Chiapas, Mexico Offers Ancient, Modern Religion Mix



 Chiapas, Mexico has a vibrant religious scene.  The country is predominantly Catholic.  However, other faiths abound, ranging from ancient Mayan rituals to modern-day Evangelicals.  Many indigenous people mix Christianity with Indian beliefs.  A hybrid form of religious practice is dramatically observed among indigenous people in San Juan Chamula, an isolated settlement in the highlands of Chiapas. 

This rousing street-side service is taking place next to San Cristobal's most important sacral building, the church of Santo Domingo.  The contrast could not be starker.  The 16th Century church of Santo Domingo is one of the most remarkable examples of Baroque architecture in the Western hemisphere.  It is the embodiment of traditional, conservative Catholicism.

"The Catholic Church always prayed in the dark, inside the church and silently.  You know, it is a conversation between you and your God," journalist Kyra Nunez said.

She explains that the Catholic Church increasingly has to compete with new forms of worship springing up to attract members to the faith. 

"And, one of the forms of attracting people is music," she explained.  "So, the prayer, the normal prayer - Hail Mary or whatever - they do it singing, and dancing and expressing themselves and…apparently getting into the mood of the people."

Religious tensions can be intense

Tensions between the increasingly popular Evangelical Protestant movement and Catholic churches are strong, at times.   This phenomenon has been particularly acute in San Juan Chamula, a small indigenous town outside San Cristobal.  The town was at the center of the 1994 Zapatista uprising, which campaigned for the rights of indigenous people. 

Social and religious warfare between Indian converts to Evangelical Protestant religions and adherents of a traditional Indian form of Roman Catholicism hit a high point in the 1990's.  Scores of people were injured during open clashes between the groups.

The municipal president of San Juan Chamula, Domingo Lopez Gonzalez, oversees 148 communities within the area.  He tells VOA religious problems between Evangelicals and Catholics persist in a number of the small communities.  But, he says San Juan Chamula, itself, has no problems because people are allowed to worship as they wish. 

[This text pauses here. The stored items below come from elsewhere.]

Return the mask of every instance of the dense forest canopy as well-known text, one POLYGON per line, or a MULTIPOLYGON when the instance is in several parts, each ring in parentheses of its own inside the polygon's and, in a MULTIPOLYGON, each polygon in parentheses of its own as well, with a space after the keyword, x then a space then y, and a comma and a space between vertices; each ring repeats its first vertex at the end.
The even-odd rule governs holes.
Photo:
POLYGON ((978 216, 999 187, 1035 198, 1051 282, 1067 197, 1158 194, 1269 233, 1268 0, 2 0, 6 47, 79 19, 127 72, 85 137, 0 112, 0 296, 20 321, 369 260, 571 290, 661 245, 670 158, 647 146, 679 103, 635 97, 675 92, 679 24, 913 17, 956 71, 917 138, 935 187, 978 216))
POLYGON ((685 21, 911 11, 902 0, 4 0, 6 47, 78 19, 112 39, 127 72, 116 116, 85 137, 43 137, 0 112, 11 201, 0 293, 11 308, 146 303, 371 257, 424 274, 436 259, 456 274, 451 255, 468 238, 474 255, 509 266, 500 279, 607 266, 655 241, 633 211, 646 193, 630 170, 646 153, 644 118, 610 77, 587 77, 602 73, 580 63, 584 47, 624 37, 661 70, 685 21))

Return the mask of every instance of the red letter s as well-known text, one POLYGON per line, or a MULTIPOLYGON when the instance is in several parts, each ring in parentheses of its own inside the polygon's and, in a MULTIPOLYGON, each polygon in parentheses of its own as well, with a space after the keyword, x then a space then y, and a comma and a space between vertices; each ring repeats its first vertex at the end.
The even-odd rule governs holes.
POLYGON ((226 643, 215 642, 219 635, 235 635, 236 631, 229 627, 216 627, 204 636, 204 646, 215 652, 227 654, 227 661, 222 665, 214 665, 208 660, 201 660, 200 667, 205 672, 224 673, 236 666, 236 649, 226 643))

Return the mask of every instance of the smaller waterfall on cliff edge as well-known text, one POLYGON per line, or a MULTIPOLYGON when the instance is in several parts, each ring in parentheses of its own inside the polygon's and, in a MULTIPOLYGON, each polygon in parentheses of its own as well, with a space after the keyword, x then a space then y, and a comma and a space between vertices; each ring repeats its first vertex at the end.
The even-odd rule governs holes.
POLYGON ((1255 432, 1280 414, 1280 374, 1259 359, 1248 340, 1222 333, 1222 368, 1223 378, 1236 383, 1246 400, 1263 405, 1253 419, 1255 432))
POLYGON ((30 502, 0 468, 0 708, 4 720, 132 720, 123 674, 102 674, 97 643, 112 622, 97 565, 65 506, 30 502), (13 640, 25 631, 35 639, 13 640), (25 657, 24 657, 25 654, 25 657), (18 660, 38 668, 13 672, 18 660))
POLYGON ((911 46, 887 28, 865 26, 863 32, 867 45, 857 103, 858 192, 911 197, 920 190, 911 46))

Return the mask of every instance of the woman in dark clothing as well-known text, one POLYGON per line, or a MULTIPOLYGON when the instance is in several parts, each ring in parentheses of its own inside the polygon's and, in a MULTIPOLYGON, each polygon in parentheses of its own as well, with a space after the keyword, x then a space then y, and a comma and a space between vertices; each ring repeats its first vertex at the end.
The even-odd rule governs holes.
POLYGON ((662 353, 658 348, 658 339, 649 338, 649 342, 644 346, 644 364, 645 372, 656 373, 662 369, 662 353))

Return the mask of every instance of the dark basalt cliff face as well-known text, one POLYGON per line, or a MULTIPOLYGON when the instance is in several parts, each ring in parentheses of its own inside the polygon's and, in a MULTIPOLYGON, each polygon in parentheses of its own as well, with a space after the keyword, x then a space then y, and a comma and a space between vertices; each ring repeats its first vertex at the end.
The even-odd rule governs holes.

Gonzalez and two other political leaders enter the Church of Saint John the Baptist, which dominates the Central Plaza. 

The men, who are wearing heavy white sheepskin ponchos, stand at the back of the church and chant a prayer in Tzotzil, one of seven Mayan languages spoken in Chiapas.  The chant is hypnotic in its repetitive insistence.  The dimly lit church is illuminated by hundreds of candles.  The thick, sweet smell of incense wafts upwards from burning cups.

Groups of people form small circles.  Some kneel before floral offerings.  Some pray and sing in a strange fusion of ancient Mayan tradition and Catholic practice.  Some swig moonshine.  Others imbibe from large bottles of Coca Cola because belching is believed to expel evil spirits.

Many people hold small animals.  The disquieting sound of periodic screeches from chickens, ready for slaughter, punctuates the air.

Catholicism mixes with ancient Mayan religion

San Cristobal Tourist Officer Citalli Bendana Castilla says the church is the only one in Mexico that practices this peculiar blend of Catholicism and ancient Mayan religion.  She says people pray and sacrifice animals to the saints to provide them with good health or to ward off the evil eye and bad spells.

"They believe that if they kill the animal, they can be helped," Castilla explained.

REPORTER: "Do they kill the animal here?"
CASTILLA: "Sure, sure. They kill it here."
REPORTER: What sort of animals are sacrificed?"
CASTILLA: Normally, the dog, chicken, dogs and cats. The white chicken or black chicken. It depends on the problem."

The Spanish conquered the region in the 16th Century.  The invaders brought their Catholic religion to the native people.  Although the Mayans accepted the new European faith, they infused it with symbols of their own ancient beliefs. 

The Mayans found it easy to adopt the cross.  They note that, before the conquest and before Christ, the cross was symbolic of the ceiba tree, which the ancient Maya believed stood at the center of the universe.